И все же одно ее услышанное имя, одна только мысль общения с ней, желание жить вместе заставляли его трепетать. Он представил, как рядом с ним лежит любимая женщина. Он обнимает ее, горячую, гладкую и что-то шепчет ей на ухо, губами ласкает горячую шею, жаркие, распущенные волосы, ароматные, словно шафран. Он ей повторяет, что завтра, послезавтра, через год, всю жизнь будет то же, но гораздо слаще, горячее, нежнее. И он не представляет свою жизнь без нее, но вместе с тем он не хочет причинять страдания больной жене, что ему стыдно за ту клятву, которую он в сердцах дал Айханум и за то, что собирается нарушить ее. Но он больше не может жить без возлюбленной, ему без нее очень плохо; за пределами ее отсутствия он видит только тьму. И он рад случаю, который дал возможность нарушить данную жене клятву.
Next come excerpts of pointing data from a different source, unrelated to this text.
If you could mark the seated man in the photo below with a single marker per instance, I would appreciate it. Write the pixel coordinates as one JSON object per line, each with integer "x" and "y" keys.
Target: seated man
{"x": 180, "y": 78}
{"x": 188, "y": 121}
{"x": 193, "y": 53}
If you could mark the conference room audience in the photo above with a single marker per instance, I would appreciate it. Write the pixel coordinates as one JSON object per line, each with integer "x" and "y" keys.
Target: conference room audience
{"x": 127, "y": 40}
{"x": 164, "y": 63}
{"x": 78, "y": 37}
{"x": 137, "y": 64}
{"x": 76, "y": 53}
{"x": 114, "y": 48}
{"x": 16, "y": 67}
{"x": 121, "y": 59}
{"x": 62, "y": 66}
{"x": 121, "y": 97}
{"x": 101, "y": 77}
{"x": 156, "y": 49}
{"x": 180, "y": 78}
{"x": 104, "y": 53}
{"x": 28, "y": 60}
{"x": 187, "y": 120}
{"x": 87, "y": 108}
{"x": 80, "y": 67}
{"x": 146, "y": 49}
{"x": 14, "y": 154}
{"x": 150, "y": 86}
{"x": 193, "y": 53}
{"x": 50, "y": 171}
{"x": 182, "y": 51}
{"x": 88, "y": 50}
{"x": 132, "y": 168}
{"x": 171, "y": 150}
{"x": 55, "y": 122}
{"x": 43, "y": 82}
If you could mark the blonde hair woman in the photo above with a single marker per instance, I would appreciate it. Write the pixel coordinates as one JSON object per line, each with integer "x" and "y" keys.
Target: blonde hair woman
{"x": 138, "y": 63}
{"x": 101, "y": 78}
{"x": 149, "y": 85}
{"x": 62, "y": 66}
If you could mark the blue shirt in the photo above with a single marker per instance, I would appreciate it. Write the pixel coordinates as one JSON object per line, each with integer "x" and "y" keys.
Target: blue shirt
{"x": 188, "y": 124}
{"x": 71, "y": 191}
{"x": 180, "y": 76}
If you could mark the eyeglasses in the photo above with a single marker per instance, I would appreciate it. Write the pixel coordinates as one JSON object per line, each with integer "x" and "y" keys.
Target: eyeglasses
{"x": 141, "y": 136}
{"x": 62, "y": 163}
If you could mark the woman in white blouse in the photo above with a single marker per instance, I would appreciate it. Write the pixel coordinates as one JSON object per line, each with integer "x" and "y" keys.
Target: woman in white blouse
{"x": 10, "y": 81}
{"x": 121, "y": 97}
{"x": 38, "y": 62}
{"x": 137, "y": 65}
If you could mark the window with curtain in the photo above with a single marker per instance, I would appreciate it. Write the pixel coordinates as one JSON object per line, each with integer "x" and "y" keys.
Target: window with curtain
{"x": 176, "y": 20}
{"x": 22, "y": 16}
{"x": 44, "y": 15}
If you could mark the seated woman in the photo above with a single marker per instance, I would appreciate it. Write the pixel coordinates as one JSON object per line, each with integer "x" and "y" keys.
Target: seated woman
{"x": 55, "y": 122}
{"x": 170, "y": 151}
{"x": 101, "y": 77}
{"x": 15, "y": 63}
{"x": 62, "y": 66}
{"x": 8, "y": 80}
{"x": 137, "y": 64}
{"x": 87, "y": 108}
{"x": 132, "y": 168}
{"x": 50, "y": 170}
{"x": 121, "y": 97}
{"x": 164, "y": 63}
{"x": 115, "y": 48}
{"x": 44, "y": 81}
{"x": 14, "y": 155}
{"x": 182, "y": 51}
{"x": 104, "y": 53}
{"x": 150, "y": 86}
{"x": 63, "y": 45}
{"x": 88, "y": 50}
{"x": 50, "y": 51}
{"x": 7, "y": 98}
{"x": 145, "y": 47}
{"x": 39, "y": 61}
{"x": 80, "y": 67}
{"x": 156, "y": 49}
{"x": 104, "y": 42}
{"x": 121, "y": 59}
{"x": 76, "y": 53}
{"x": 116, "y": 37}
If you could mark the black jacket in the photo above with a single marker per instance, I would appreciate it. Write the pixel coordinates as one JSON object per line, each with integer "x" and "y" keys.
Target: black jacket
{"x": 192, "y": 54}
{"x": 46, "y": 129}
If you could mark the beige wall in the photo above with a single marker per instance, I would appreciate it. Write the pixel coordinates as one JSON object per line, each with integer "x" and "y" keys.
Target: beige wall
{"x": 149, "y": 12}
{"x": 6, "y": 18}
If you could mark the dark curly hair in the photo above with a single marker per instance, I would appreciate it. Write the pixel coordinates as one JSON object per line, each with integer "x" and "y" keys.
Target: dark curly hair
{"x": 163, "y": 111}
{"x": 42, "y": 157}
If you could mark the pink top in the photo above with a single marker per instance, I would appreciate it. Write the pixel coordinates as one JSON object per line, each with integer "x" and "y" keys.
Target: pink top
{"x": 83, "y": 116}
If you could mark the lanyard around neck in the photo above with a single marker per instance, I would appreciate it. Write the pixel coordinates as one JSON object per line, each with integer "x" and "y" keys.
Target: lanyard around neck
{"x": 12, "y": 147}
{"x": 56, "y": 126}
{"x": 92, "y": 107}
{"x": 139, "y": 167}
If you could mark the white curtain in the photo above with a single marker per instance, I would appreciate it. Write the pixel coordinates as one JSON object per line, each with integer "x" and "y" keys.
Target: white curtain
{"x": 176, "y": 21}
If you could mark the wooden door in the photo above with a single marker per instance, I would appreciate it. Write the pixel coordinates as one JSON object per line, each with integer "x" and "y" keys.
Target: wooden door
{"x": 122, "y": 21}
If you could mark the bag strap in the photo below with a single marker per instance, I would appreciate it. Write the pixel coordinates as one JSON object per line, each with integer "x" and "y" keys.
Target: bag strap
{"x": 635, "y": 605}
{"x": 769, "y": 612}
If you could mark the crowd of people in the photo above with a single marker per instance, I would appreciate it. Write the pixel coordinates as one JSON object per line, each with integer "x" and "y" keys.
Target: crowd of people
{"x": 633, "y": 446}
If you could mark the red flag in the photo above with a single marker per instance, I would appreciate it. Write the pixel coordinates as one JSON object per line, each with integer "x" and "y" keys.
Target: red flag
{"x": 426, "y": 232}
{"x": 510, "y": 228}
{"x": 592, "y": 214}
Хасан закрыл глаза, как наяву увидел, что из глубины зеленого омута на него пристально смотрят синие, как небо, продолговатые глаза Шах-Зады. Казалось, это не ее глаза, а глаза жительницы с далекой планеты. И во всем облике этой женщины, в ее черной одежде тоже было нечто инопланетное, магическое. Глаза были полны дикой жизни, огня и пылкой страсти.

В годы разлуки с любимой, ему казалось, что он свою жизнь прожил, за гранью этой жизни нет другой жизни, тем более наполненную мирскими радостями. Он познал все тяготы жизни: потерю близких людей, унижение, любовь, наслаждение, грех, очищение. И тогда он решил себя посвятить мечети, больной жене. И вдруг земная жизнь предстала перед ним по-новому – в облике прекрасной женщины. И он принял ее как вечную жизнь. Любить, быть любимым – разве не это божье царство на земле? Он осознавал, что не владеет собой и обманывается, все время обманывается.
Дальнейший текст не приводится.